For some experiments, it common that only a small fraction of the data from XFEL experiments is scientifically interesting (with the beam hitting the sample for example). To use our data storage facilities efficiently, we would like to filter the calibrated data and only store the interesting parts. (The full calibrated data set will be available for a short time only.) The raw data will be stored in full for now, but in the future it may be necessary to filter this data as well.

We therefore work towards running analysis tools during experiments, to decide which frames are potentially interesting. (A frame is the unit of data coming from one detector exposure, across all detector modules. This corresponds to one X-ray pulse.) These tools should err on the side of including borderline frames, which may later be rejected by more specific algorithms.

4.2. Invitation to share list of interesting frames

We invite users to provide their candidate frame lists (from their own hit finding and/or indexing efforts) for their experiments / runs to support this development and support effective use of storage space:

Given such a list of frames from users, it may be possible to store calibrated files (containing only these interesting frames) for a longer time than the calibrated files for all frames can be kept.

This will save disk space for the facility, and help the users by having calibrated data for longer available for further processing.

A method of uploading/submitting these files is in preparation.
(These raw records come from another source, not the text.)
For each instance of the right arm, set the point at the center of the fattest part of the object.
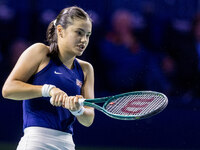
(30, 62)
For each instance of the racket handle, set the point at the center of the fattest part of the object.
(81, 100)
(51, 101)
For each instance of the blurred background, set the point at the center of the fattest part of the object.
(135, 45)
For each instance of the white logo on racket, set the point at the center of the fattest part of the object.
(136, 106)
(57, 72)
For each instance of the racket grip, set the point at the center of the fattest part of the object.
(51, 101)
(81, 100)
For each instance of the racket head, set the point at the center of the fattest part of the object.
(135, 105)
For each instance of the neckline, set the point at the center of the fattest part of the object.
(74, 64)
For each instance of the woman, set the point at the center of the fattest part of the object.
(54, 71)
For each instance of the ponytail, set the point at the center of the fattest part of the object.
(52, 39)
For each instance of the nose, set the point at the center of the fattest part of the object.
(84, 39)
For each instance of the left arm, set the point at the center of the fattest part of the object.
(88, 92)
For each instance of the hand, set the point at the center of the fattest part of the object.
(71, 103)
(57, 96)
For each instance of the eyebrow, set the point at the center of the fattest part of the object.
(83, 30)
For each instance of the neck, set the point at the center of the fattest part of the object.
(67, 60)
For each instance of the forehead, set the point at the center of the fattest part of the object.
(81, 24)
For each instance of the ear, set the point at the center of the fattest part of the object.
(60, 31)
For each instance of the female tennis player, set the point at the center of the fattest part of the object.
(54, 71)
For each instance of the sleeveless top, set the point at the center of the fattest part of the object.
(39, 111)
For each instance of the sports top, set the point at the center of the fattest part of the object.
(39, 111)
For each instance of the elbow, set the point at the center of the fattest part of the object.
(5, 92)
(89, 123)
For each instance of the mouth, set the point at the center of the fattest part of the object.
(81, 47)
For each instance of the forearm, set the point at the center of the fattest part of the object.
(18, 90)
(87, 118)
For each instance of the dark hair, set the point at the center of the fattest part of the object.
(65, 17)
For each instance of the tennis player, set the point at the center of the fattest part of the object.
(54, 71)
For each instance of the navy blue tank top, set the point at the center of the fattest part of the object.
(39, 111)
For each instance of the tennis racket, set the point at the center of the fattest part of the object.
(129, 106)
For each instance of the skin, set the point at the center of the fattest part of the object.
(72, 42)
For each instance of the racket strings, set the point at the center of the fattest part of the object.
(139, 104)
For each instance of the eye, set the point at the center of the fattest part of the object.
(88, 35)
(79, 33)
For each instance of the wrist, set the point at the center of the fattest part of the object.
(78, 112)
(46, 88)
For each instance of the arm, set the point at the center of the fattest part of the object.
(88, 92)
(29, 63)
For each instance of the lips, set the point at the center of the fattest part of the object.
(81, 47)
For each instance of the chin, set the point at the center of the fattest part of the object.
(79, 54)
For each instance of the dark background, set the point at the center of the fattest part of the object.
(163, 28)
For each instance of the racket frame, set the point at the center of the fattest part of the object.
(107, 100)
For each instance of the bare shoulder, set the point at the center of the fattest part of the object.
(86, 66)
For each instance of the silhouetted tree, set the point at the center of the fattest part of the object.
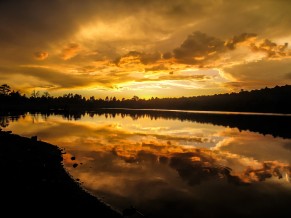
(5, 89)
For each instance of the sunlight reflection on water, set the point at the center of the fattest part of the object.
(166, 167)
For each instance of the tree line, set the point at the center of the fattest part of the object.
(272, 100)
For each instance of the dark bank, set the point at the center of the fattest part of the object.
(34, 182)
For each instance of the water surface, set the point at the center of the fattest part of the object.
(171, 163)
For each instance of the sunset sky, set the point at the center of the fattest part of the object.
(159, 48)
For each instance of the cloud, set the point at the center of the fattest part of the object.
(231, 44)
(260, 73)
(41, 55)
(199, 48)
(144, 58)
(69, 51)
(271, 49)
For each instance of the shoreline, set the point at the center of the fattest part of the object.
(34, 181)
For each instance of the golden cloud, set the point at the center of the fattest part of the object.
(41, 55)
(69, 51)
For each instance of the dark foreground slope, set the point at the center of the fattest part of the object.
(35, 183)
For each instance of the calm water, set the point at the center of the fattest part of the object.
(172, 164)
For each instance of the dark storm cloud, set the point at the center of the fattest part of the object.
(231, 44)
(199, 48)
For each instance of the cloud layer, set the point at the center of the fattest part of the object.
(114, 44)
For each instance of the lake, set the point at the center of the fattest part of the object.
(173, 163)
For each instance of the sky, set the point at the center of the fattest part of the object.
(148, 48)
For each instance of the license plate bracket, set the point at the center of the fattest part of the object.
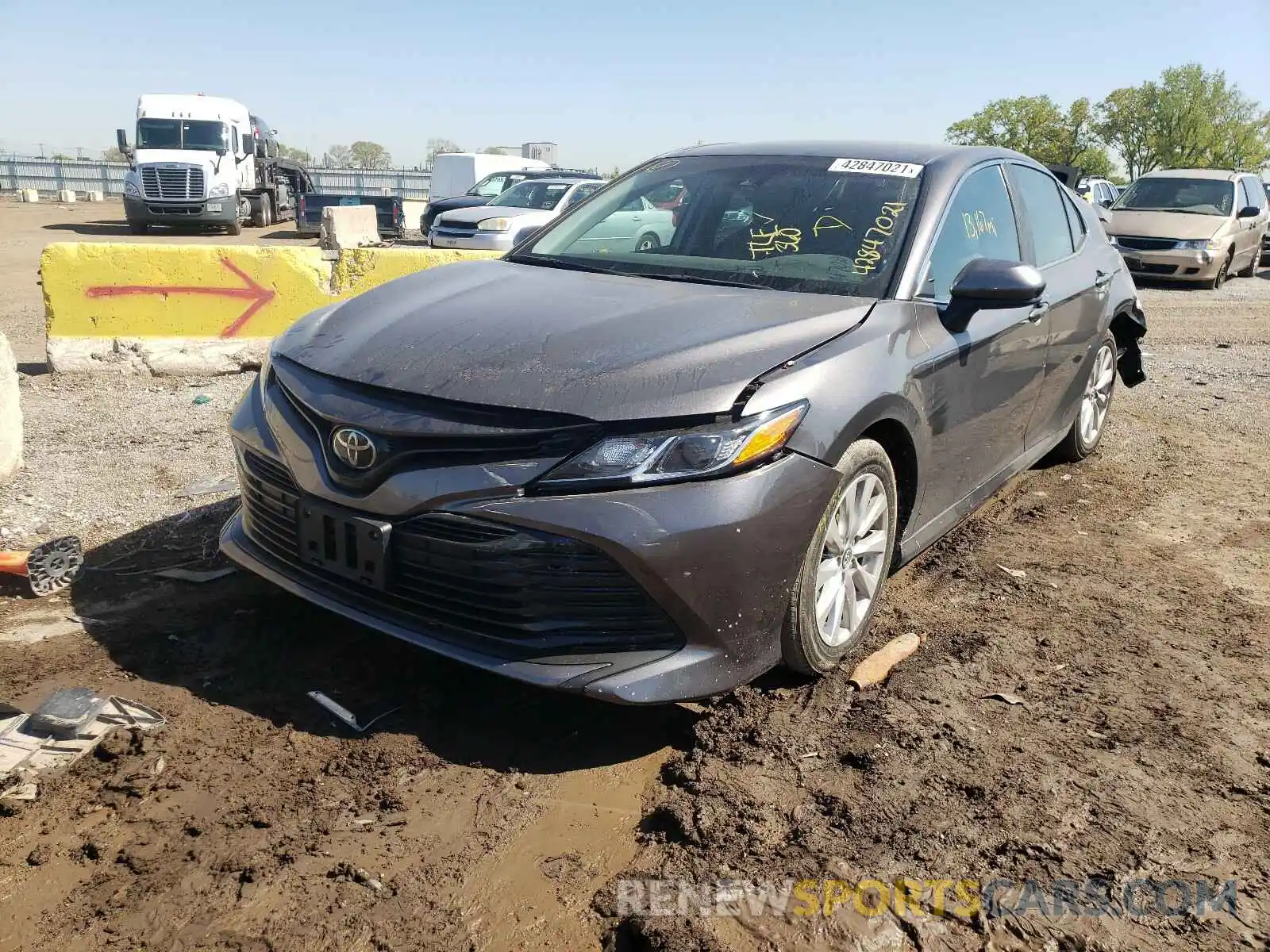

For now, please email your instrument contact with the data.

4.3. The file format

This document describes a simple file format for such tools to declare which frames should be preserved and processed for later analysis. Specifically, it describes version 1.0 of the format.

The scope of this file is assumed to be one run and one detector.

4.4. Overall file format

Candidate frame list files are UTF-8 encoded text, with lines terminated by a single line-feed character (Unix style line endings).

Each file has a header section and a data section, separated by an empty line. No empty lines are allowed within the header or data sections. The file ends with a single newline.

4.5. Header section

The first line of the file is exactly xfel.eu candidate-frame-list v1.0. The version number within this will change if the format changes: incrementing the first part indicates incompatible changes, and incrementing the second part indicates compatible changes, such as defining a new header.

Code reading these files should inspect the version number in this line, and fail if it cannot process that file version.

After the first line, the header may include comments, beginning each comment line with a # character. Comments are ignored by code reading the file, but their use is encouraged to document how the candidate frame list was generated: e.g. which tool and which version produced the file, along with any relevant input parameters.

No other headers are currently defined.

As described above, a blank line terminates the header section.

4.6. Data section

The data is in CSV format with no header row. There are two columns: train ID and pulse ID. The rows are not required to be in sorted order because trains may be dispatched to parallel workers which finish processing out of order.

4.6.1. Pulse ID

There are three ways to identify a frame within a train. In some situations these appear to be the same, but they are different, and it’s vital that all tools use the same one: pulse ID.

  • Pulse ID: consistently identifies a pulse in chronological order. This is image.pulseId in the data coming from Karabo.
  • Cell ID: identifies where a value was stored in the detector hardware before it was read out. These are consistent, but not necessarily in chronological order, because the detector may go back to the start and replace some values.
  • Index in the data array: easy to compute, but not consistent, because any filtering changes the positions of data. Different tools also disagree on whether indexes start at 0 or 1.

4.7. Example

A complete file may look like this:

xfel.eu candidate-frame-list v1.0
# Generated by acme-hitfinder 0.1
# Threshold=7
# SPB proposal 900099, run 22


Of course, real files will probably be much longer than this.